Figure contains 2 axes objects. Axes object 1 contains 2 objects of type line. One or more of the lines displays its values using only markers This object represents HSS1. Axes object 2 contains 2 objects of type line. One or more of the lines displays its values using only markers This object represents HSS2.

この極/零点配置図では、HSS2 の極/零点のペアの相殺が o の内側の x によって表されています。コマンド minreal を使用すると、極/零点のペアの相殺を除去して、3 次の最小状態空間モデルを HSS2 から復元できます。

HSS2_min = minreal(HSS2);
3 states removed.
order(HSS2_min)
ans = 3

これら 2 つのモデル間の相対ギャップをプロットすることにより、HSS1HSS2_min が一致しているかどうかをチェックします。

clf
Gap = HSS1-HSS2_min;
sigma(HSS1,Gap), grid
legend('HSS1','Gap HSS1 vs. minimal HSS2','Location','Best')
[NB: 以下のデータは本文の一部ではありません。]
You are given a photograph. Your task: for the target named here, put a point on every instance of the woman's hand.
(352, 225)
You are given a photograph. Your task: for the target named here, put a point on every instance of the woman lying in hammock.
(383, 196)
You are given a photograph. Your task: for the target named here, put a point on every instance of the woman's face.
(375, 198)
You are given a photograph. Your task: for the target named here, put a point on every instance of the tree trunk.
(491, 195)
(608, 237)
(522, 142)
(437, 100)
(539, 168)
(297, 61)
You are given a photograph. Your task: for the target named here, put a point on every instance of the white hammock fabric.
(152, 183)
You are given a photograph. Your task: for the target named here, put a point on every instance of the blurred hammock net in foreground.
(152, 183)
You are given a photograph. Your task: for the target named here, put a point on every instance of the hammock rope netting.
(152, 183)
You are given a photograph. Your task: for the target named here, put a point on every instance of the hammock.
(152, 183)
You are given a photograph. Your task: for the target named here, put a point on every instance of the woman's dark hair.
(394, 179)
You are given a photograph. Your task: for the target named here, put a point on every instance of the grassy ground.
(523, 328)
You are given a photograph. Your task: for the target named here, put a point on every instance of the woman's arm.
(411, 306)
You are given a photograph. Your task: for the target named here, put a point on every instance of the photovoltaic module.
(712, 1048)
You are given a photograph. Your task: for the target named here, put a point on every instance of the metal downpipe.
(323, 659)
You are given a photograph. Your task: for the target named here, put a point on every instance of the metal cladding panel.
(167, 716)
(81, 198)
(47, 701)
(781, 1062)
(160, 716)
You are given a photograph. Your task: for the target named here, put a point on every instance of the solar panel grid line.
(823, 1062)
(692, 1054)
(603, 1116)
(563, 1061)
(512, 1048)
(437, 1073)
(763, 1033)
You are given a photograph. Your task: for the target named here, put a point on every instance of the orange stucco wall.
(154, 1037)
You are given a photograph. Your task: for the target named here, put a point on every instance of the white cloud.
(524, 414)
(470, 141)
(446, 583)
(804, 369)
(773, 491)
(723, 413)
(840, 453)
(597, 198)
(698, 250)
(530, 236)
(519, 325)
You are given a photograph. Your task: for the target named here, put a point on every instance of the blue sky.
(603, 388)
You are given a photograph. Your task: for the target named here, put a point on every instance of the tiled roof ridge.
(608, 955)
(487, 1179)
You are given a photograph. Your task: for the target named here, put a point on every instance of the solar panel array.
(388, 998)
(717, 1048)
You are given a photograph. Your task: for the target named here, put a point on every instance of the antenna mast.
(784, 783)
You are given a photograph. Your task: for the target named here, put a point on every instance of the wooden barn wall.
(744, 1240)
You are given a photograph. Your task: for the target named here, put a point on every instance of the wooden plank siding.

Figure contains an axes object. The axes object contains 4 objects of type line. These objects represent HSS1, Gap HSS1 vs. minimal HSS2.

どの周波数でもギャップ (緑色の曲線) は非常に小さくなります。Gap プロットに "ノイズが含まれる" という警告が sigma によって示されますが、これは、差異が小さすぎて基本的に丸め誤差でプロットが構成されているためです。

最小実現を抽出することは数値的に複雑なため、非最小モデルの作成は避けるべきです。システムの相互接続における状態の重複を防ぐの関連情報も参照してください。